Our Views - The Role of Private Tertiary Education

Private tertiary education makes a contribution in almost every sector of New Zealand's economy and community and has done so for over 150 years. Their role is simply to serve the needs of students, employers, community groups and the wider public.

PTEs developed rapidly in the 1980s and 1990s, shifting from 1-2% of enrolments to 10-15% of enrolments. Many PTEs developed into large, multi-site organisations meeting mainstream education. ITI's members were at the front of that charge, matching high growth with excellent student outcomes.

Many ITI members operate on a similar or larger scale than the public sector in their specialist area, so while they do not have the corporate overheads of a polytechnic, they have more focus on their specialist area.

The government's Statement of Tertiary Education Priorities states that the role of PTEs is to offer niche education and training that augments or complements the provision of the public providers'. The government has limited the PTE sector, first implementing a moratorium on new courses or sites, and then replacing it with caps on enrolments. The government has also set tougher standards for the private sector than for the public sector. PTEs have to justify the quality and relevance of every qualification over 2005-07 if they wish to retain their funding, while public providers only face the same rigour for a few courses.

ITI wants to ensure that when our members demonstrate their quality and relevance, they have a chance to grow on the same basis as any other organisation. With every PTE qualification being checked for quality and relevance over 2005-07, the successful providers expect a fair hearing from the government.

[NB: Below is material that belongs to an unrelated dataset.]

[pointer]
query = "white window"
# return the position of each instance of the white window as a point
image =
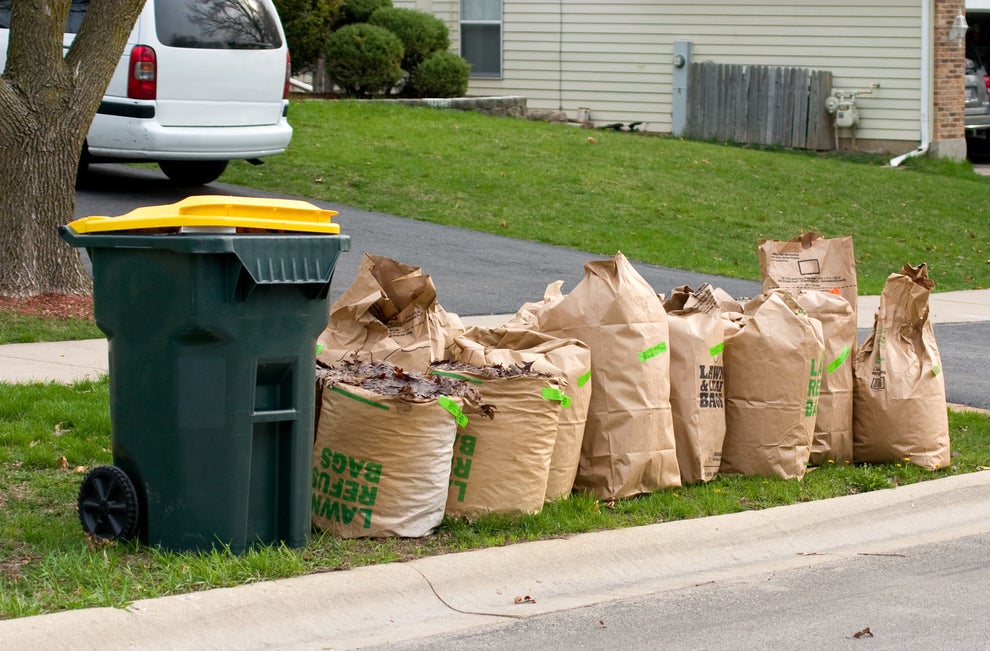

By supporting the role of the private sector, New Zealand will benefit from the innovation that diverse providers can produce. While economies of scale are important in some subjects (such as medicine), the value delivered by diversity more than offsets the smaller size of some ITI members. They will continue to focus on innovation and excellence in tertiary education well into the future.


Maximising PTEs’ Role
April 2007

ITI’s major project at the moment is to maximise the role of PTEs. In a world where Ministers have limited the PTE role through the TES/STEP and the TEC has limited it through their investment guidance, we have to make the most of what we have got.

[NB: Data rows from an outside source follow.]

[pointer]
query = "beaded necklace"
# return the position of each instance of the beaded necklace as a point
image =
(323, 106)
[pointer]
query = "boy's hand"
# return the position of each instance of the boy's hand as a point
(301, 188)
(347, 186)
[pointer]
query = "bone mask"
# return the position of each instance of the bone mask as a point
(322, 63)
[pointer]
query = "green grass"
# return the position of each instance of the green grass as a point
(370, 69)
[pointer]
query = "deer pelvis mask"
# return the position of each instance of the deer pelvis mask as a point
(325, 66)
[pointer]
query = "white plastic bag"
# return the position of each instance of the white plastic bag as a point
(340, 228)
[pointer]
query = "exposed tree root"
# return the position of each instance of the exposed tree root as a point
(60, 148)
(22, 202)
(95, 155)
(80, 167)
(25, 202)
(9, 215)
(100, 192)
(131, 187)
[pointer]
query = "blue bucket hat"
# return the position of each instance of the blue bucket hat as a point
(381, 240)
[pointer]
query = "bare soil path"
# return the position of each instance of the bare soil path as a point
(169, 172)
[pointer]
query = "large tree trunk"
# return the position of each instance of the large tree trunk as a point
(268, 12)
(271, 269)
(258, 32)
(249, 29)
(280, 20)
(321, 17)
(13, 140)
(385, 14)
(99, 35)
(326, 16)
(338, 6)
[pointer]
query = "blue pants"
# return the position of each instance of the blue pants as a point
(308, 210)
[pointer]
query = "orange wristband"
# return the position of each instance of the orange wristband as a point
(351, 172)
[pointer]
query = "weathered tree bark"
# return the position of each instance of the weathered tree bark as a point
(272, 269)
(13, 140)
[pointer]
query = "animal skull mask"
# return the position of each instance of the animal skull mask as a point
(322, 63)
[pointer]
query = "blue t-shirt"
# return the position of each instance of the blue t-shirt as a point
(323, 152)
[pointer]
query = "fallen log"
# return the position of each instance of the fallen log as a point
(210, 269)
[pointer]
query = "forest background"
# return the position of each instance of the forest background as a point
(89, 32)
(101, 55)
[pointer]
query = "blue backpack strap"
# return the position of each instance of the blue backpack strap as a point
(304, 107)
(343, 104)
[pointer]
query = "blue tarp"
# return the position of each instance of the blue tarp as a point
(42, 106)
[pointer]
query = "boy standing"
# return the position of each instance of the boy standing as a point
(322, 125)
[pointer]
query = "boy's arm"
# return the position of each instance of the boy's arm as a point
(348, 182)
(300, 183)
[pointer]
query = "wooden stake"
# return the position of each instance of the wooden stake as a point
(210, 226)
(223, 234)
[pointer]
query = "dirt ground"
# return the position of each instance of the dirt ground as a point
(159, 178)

PTEs do have an ongoing role in the tertiary education system, but there are now few reasons why a policy adviser would include PTEs in a new policy paper – as a subsector, PTEs do not clearly fulfil any of the government’s strategic goals (many individual PTEs do fulfil the government's goals, but policies are generally writen for subsectors). This was reinforced by a recent paper on equity funding prepared by the Ministry of Education. After presenting it to PTE peak bodies and saying how valuable our opinion was, we had to point out that the paper only referred to public institutions!

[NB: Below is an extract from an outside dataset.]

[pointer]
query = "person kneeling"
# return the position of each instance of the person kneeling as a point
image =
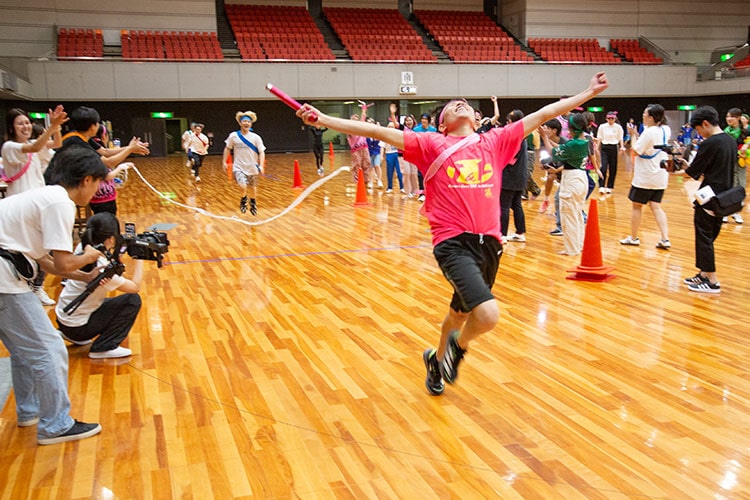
(108, 318)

While such episodes can raise a smile they do present a real problem. Since PTEs are not included in the early stages of discussion, they start several steps behind when it comes to consultation – if you are trying to get “PTE” into a paper, you can’t focus on something more useful.

This environment presents a major challenge to PTEs: if PTEs are to have such a limited role in new initiatives in tertiary education, how will they continue to attract talent, capital and students? If PTEs are prevented from being the innovative organisations that they can be, then their vitality will be sapped.

The challenge is a long term one and reinforced by Dr Cullen’s pre-Budget announcement today on funding for ITPs, wananga and ITOs. They received $127m between them in new funding, which is only a little less than was spent last year on PTE student subsidies. With comparative organisations getting progressively more funding than PTEs (while fees remain capped at the same level for all sectors) PTEs will have to be at their innovative best.

That brings us back to our project. If we want to maximise the role that the government has set for government-funded PTEs, then we have to focus our efforts. The bright spot is that there is now a dedicated investment team in the TEC dealing with PTEs, which will give an opportunity for improved continuity and expertise. Our aim is to work with them and others in the PTE sector to get a combined approach in the spirit of the reforms.

We are currently discussing our approach with our members before putting a proposal to the TEC and other PTE peak bodies. We’ll publish more details in future newsletters.